Das Ziel dieses Buches ist die Wiedergabe zeitgenössischer Quellentexte. Die Auswahl und Anordnung der Texte möchte Einblick geben in die spezifischen Verhältnisse der NS-Zeit, die für das Entstehen von Literatur, ihren Vertrieb und ihre Rezeption konstitutiv waren und gleichzeitig eine Auswahl literarischer und literaturtheoretischer Texte anbieten, die einen möglichst repräsentativen Querschnitt darstellen. (S. 9)

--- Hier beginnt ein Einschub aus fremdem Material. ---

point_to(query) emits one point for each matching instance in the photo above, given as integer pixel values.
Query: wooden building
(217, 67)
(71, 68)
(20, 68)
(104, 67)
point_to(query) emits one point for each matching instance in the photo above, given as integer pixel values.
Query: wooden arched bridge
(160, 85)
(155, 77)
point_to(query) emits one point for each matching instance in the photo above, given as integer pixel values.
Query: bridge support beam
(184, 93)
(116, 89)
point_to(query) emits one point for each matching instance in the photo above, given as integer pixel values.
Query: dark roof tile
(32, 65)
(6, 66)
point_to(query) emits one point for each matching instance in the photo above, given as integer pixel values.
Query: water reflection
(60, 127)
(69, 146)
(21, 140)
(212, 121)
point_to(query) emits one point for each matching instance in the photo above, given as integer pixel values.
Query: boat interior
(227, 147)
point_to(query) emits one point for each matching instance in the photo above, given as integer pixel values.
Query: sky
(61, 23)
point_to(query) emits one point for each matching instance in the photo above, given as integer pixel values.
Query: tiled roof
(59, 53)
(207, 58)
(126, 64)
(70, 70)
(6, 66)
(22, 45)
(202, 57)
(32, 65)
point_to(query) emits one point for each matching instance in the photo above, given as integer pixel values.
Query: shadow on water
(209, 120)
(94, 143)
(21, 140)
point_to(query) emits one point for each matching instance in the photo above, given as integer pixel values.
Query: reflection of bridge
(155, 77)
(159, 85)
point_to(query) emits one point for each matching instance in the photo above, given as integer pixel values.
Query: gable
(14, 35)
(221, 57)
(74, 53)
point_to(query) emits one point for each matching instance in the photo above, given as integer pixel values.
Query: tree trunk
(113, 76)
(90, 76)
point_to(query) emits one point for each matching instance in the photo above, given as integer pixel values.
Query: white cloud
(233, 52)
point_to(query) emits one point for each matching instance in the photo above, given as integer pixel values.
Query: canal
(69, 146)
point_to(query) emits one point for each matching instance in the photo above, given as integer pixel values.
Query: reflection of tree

Der Anfang mit Auszügen aus Taschenkalendern und Tagebüchern bringt die unmittelbare Erfahrung nahe. Arnold Zweig schrieb am 4. Februar 1933 in seinen Taschenkalender: „Die Hitlerei in Deutschland setzt sich fest. Alle reaktionären Kräfte vereinen sich. Ich gehe dies Jahr nur gelegentlich heim.“ Und am 18. März: „3 Fragen: 1) Kann ich in Deutschland noch schreiben, wozu es mich treibt? 2) Kann ich in D. leben ohne denen in [den] Rücken zu fallen, die das nicht mehr können, moralisch genommen? 3) Kann ich mich in D. ernähren?“ (S. 11-12) – Zweig floh.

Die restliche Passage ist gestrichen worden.